Suppose we belong to the universe.  A silly supposition, but let's suppose it anyway.  The universe did not make itself either.  Even supposing physics eventually proves -- and I hear that some are working on this -- that something can be spontaneously generated from nothing, such a discovery would neither prove anything about the origin of the universe, nor abrogate the laws of causality.

The reason is simple.  You cannot have a circular definition.  Physics is the description and study of the way in which the physical universe functions.  The way in which the universe came into being therefore cannot be discerned by looking at the function of universe itself.

For if the universe allows something to be created from nothing, then you need a universe in which to create something from nothing, which means you're starting from something, not nothing.  You have to have a universe in which to create a universe.  That brings us right back to the infinite recursion problem.  The chain must begin somewhere or else nothing ever actually exists.

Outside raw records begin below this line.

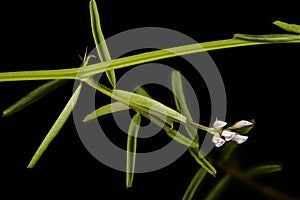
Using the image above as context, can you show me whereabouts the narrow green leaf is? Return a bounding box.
[126,113,141,188]
[27,83,82,168]
[233,34,300,42]
[2,80,66,117]
[166,130,199,149]
[182,168,207,200]
[0,39,300,82]
[83,102,129,122]
[112,90,186,123]
[189,148,217,176]
[90,0,116,87]
[245,165,282,177]
[219,142,237,163]
[134,87,174,129]
[134,86,152,99]
[273,21,300,33]
[171,71,199,143]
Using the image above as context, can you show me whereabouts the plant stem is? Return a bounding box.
[0,39,300,82]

Thus, the universe demands an uncaused cause, without which nothing could ever exist.  The laws of physics that govern the universe had to have been determined by someone or something.

This is a long way of saying that there must eventually be someone who owns everything without Himself being owned.  He owns himself and everything else.  This, of course, is God.

[This is a very old proof for the existence of God.  I didn't come up with it.  I've just put it in my own words.]

The conclusion is that we belong to God.  We already knew this, of course, but this is yet another way of arriving at the same conclusion.

The second conclusion quickly follows.  I am supposed to be using my will and intellect to make choices that serve not myself, but that seek to accomplish the purpose for which I was created in the first place.